Performance Analysis of Neural Collaborative Filtering (NCF) Architecture

Infrastructure for Advanced Analytics and Machine Learning, Sommersemester 2020

Authors:

Bagrat Ter-Akopyan
Michał Filipiuk

Full description of the project can be found here:

The code used here was copied from NVIDIA repository.

Quick Start Guide

Clone the repository.

git clone https://github.com/mkfilipiuk/AAML_Bagrat_Ter-Akopyan_Michal_Filipiuk
cd AAML_Bagrat_Ter-Akopyan_Michal_Filipiuk

In case of using a Linux machine you can create an Anaconda virtual environment from the environment.yml:

conda env create -f environment.yml

Otherwise:

conda create -n iaaml_ncf python=3.6

and install missing dependencies manually from the environment.yml

Activate the Anaconda virtual environment:

conda activate iaaml_ncf

Download and preprocess the data.

Preprocessing consists of downloading the data, filtering out users that have less than 20 ratings (by default), sorting the data and dropping the duplicates.
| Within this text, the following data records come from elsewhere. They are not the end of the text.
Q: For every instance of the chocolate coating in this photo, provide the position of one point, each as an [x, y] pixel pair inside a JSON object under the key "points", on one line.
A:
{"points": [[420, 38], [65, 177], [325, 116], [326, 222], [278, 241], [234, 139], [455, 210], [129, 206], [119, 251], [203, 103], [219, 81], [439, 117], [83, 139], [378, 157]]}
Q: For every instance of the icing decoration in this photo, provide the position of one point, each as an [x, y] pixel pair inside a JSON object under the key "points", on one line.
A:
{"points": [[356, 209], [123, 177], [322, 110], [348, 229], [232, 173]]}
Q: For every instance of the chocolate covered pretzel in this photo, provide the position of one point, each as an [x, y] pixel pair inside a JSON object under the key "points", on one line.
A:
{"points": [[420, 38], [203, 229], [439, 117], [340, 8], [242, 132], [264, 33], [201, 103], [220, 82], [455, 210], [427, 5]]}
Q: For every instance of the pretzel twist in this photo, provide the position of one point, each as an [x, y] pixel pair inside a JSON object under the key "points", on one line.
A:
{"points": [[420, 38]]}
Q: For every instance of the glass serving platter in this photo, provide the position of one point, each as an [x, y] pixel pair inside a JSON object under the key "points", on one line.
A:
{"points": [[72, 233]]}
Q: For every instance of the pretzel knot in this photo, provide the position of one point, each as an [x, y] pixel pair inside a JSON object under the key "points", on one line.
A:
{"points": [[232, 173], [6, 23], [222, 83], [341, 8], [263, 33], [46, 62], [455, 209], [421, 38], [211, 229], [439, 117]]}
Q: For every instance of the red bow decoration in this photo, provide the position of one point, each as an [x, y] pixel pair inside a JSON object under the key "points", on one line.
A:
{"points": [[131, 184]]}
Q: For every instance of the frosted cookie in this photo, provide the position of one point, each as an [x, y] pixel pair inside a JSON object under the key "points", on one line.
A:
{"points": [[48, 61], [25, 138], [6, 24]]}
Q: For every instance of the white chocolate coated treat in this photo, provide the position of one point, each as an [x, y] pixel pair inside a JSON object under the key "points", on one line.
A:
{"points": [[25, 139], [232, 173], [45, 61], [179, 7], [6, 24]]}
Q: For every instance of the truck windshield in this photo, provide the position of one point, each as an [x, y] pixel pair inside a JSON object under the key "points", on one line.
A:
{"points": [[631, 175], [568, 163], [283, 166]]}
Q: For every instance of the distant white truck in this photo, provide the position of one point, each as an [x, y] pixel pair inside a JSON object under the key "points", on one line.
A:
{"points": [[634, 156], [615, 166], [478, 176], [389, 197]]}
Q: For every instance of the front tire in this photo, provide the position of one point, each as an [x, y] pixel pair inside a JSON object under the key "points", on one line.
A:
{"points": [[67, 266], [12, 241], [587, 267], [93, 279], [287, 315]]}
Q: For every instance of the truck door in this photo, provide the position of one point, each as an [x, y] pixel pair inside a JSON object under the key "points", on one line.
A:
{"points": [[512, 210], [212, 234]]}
The preprocessed train and test data is then saved in PyTorch binary format to be loaded just before training.

No data augmentation techniques are used.

Download the data from https://grouplens.org/datasets/movielens/20m/ and put it into the ./data directory.

To preprocess the ML-20m dataset you can run:

./prepare_dataset.sh

Note: This command will return immediately without downloading anything if the data is already present in the ./data directory.

This will store the preprocessed training and evaluation data in the ./data directory so that it can be later used to train the model (by passing the appropriate --data argument to the ncf.py script).

Start mlflow

mlflow server

Start training.

python -m torch.distributed.launch --nproc_per_node=8 --use_env ncf.py --data ./data/cache/ml-20m --checkpoint_dir ./data/checkpoints/

This will result in a checkpoint file being written to ./data/checkpoints/model.pth.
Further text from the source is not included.